191464 – installation of screen(1) fails if nscd is running

Bug 191464 - installation of screen(1) fails if nscd is running

Summary: installation of screen(1) fails if nscd is running

Keywords:
Status:	CLOSED RAWHIDE
Alias:	None
Product:	Fedora
Classification:	Fedora
Component:	shadow-utils
Sub Component:
Version:	5
Hardware:	All
OS:	Linux
Priority:	medium
Severity:	medium
Target Milestone:	---
Assignee:	Peter Vrabec
QA Contact:	David Lawrence
Docs Contact:
URL:
Whiteboard:
Depends On:
Blocks:	202454
TreeView+	depends on / blocked

Reported:	2006-05-12 09:01 UTC by Radek Bíba
Modified:	2007-11-30 22:11 UTC (History)
CC List:	4 users (show)
Fixed In Version:
Clone Of:
Environment:
Last Closed:	2006-06-14 11:43:52 UTC
Type:	---
Embargoed:
Dependent Products:

Attachments	(Terms of Use)
strace output (424.76 KB, text/plain) 2006-05-30 13:28 UTC, Peter Vrabec	no flags	Details
shadow-utils nscd.c candidate (411 bytes, text/x-csrc) 2006-05-31 09:56 UTC, Peter Vrabec	no flags	Details
nscd.c candidate #2 (992 bytes, text/x-csrc) 2006-06-04 19:42 UTC, Peter Vrabec	no flags	Details
View All

Description Radek Bíba 2006-05-12 09:01:24 UTC

Description of problem:
If nscd is running and clean installation (i.e. not an update) of screen is
performed, group screen isn't created at the right moment and /usr/bin/screen
and /var/run/screen are saved with wrong access rights. screen then refuses to
start.
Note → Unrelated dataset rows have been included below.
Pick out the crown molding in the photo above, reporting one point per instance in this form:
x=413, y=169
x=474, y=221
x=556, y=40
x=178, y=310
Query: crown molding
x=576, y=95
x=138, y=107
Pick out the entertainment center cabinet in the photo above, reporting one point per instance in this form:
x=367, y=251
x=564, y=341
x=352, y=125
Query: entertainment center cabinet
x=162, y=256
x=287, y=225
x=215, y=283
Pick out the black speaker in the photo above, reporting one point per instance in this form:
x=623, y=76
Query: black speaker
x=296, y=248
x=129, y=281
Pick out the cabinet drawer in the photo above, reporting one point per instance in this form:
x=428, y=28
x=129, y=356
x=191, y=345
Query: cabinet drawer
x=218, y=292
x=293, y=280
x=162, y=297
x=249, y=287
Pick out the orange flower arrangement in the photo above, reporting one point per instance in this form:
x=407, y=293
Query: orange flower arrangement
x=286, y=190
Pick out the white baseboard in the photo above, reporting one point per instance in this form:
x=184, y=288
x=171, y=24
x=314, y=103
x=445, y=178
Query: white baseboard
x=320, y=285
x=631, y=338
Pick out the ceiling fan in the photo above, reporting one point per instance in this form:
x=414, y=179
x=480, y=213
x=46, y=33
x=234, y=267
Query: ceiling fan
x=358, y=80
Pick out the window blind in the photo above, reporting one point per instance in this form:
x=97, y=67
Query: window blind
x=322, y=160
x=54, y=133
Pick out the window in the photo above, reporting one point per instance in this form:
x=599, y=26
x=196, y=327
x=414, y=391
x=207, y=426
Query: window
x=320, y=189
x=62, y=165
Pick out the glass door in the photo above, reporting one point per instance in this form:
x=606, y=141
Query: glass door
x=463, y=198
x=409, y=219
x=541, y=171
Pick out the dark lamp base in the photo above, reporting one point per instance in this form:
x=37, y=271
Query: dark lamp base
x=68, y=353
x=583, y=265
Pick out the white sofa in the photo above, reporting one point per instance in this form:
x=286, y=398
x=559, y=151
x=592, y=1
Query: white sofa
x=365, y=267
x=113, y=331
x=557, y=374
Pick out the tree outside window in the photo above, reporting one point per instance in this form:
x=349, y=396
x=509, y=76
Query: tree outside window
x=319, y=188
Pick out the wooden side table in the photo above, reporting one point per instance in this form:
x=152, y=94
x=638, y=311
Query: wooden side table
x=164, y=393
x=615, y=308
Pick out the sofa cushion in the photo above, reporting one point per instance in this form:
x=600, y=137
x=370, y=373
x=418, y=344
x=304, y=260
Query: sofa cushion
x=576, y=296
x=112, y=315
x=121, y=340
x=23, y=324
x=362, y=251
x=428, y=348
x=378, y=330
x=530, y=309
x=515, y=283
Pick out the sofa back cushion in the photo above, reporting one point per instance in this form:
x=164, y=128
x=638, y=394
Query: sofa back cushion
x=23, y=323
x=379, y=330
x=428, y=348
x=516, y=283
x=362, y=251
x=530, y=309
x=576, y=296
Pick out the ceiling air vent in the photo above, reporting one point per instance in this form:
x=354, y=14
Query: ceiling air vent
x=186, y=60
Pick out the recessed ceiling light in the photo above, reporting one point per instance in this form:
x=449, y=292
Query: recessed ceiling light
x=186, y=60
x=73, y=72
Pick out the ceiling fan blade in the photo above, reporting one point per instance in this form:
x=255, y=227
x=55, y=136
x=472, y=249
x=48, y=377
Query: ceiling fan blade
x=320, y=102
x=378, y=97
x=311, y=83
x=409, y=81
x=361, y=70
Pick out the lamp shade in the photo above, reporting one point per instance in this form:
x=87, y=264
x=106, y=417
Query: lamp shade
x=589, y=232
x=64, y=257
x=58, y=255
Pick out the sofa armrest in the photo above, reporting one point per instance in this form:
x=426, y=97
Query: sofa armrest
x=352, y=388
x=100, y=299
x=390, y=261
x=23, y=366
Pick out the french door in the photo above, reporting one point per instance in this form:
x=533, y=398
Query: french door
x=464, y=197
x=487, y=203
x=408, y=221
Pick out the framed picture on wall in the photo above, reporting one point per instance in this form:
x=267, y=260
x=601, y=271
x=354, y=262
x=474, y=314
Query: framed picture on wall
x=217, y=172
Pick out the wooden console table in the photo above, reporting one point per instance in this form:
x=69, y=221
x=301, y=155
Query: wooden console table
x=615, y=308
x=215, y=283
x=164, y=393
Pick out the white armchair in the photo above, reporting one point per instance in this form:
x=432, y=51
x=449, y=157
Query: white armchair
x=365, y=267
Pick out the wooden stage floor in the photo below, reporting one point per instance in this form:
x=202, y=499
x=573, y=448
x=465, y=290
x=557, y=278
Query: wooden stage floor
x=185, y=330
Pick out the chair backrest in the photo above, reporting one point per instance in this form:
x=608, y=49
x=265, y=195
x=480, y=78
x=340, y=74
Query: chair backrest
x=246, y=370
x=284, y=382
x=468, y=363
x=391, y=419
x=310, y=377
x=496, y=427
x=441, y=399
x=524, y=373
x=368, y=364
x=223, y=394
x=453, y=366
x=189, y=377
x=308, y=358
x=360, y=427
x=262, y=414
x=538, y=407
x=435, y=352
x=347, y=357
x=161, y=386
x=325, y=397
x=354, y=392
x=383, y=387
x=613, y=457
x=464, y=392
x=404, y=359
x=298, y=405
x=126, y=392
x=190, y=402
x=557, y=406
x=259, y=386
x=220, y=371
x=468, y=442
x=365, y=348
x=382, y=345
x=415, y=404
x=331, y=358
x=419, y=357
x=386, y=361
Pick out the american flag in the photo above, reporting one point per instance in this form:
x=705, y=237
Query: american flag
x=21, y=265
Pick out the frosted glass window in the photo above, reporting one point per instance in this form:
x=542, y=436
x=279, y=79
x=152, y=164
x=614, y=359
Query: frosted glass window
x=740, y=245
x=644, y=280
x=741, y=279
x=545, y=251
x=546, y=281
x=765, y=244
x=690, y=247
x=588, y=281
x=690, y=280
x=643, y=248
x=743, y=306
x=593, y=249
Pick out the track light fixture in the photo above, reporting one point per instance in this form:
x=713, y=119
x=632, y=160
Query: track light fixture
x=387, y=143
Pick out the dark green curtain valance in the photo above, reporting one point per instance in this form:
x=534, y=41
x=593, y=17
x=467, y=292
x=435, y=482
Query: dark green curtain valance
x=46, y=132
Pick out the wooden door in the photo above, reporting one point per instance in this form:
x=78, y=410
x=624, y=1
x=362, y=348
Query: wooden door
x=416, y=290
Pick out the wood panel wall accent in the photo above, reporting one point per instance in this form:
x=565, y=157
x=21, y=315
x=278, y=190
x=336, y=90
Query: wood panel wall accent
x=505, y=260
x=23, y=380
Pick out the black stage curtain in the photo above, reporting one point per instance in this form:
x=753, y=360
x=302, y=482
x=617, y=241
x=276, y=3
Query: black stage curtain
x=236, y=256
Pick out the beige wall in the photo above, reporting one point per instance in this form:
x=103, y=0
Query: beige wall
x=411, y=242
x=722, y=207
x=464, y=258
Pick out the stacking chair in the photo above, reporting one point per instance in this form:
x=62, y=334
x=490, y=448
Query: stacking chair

If I uninstall screen (and also remove his group and /var/run/screen,
which isn't removed by uninstall scriptlets) and install it again with nscd
turned off, it passes.

I was told that nscd is to blame, not screen itself.

Version-Release number of selected component (if applicable):
nscd-2.4-4, screen-4.0.2-12

How reproducible:
Always, well, I've tried it on one box only so far

Steps to Reproduce:
1. make sure you don't have screen installed at all (no group screen, no
/var/run/screen)
2. start nscd (unless it's already running)
3. install screen (using yum or plain rpm)
  
Actual results:
# yum install screen
...
Running Transaction
  Installing: screen                                                
[1/1]warning: group screen does not exist - using root
  Installing: screen                       ######################## 
[1/1]warning: group screen does not exist - using root
  Installing: screen                       ######################### [1/1]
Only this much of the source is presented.